When the family is focusing on the treatment intensively, they’re more likely to do homework consistently, and learning is accelerated. Kids start to see results quickly, which increases their commitment to treatment and motivates them to work hard.

“Treatment for OCD works best with high compliance and high motivation,” says Dr. Bubrick. “When we do intensive treatment, kids learn the skills faster and get results faster. They get more and more empowered and motivated because they see it works.”

“Treatment for OCD works best with high compliance and high motivation. When we do intensive treatment, kids learn the skills faster and get results faster. They get more and more empowered and motivated because they see it works.”
Jerry Bubrick, PhD, the director of the Child Mind Institute’s intensive OCD program

When earlier treatment hasn’t worked

Intensive treatment is particularly helpful for children who’ve made little or no progress with their anxiety or OCD, even though they may have seen several different mental health professionals and received some form of CBT.

One reason treatment fails, according to Dr. Bubrick, is that they sometimes get a watered-down version of CBT. In graduate school, a psychologist may study many treatment techniques — psychodynamic, CBT, gestalt — and then use a combination in their practice that incorporates some CBT but doesn’t follow through enough to be effective, he argues.

Another obstacle can be that a clinician has CBT training, but no experience with its application to a particular condition. “Having a specialty in CBT for eating disorders or insomnia doesn’t automatically make someone an expert in OCD,” notes Dr. Bubrick.

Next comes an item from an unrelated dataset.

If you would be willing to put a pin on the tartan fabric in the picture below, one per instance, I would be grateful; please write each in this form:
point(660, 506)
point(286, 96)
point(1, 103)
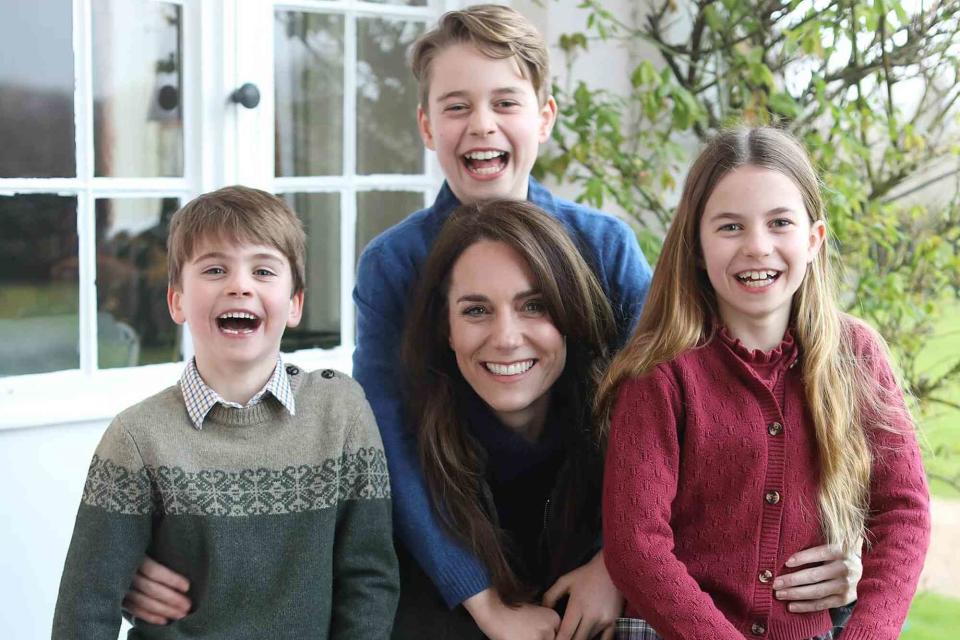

Another common problem is that a clinician may focus on one particular trigger for anxiety and miss others. For example, take a child who’s afraid of contamination and avoids touching the floor, which he fears might make him sick. The child might successfully do exposures that involve touching the floor and picking up things from the floor, but the anxiety about getting sick could remain. “This kid will show some improvement but will still have a fair amount of powerlessness about thoughts and will get caught up in those symptoms again,” Dr. Bubrick says.

Finally, families aren’t always included in the treatment. A “drop your kid off, pick your kid up” mentality isn’t going to be as successful, Dr. Bubrick adds, as when parents are involved as “cotherapists.”

The parents’ role

Research shows that reducing family accommodation of the OCD —the role parents play in helping children isolate themselves from their anxiety — makes treatment more effective. Parents often try, understandably, to make the home and family life “safe” for a child by giving them repeated reassurance and banishing things that trigger anxiety. They’re trying to protect the child, but reinforcing the child’s unhealthy coping strategies actually feeds the anxiety.

This response also leads some parents to worry that exposure therapy is too difficult for children. “It would be understandable for someone to hear about exposures and think, ‘There’s no way my child could handle that,’” Dr. Bubrick says. However, he continues, “it’s really about slowly and systematically facing the things that prompt anxiety and learning how to overcome those things so they are not to be feared or avoided. Anxiety really does diminish.”

And knowing how it works and being involved can help the whole family that has been feeling helpless at the hands of their child’s OCD or anxiety. Learning how to help their kids push back against their fears empowers parents, too.

As Dr. Bubrick observes, “Parents usually leave here not only grateful but much more knowledgeable about how to be advocates for their kids instead of victims of the anxiety.”

This article was last reviewed or updated on October 30, 2023.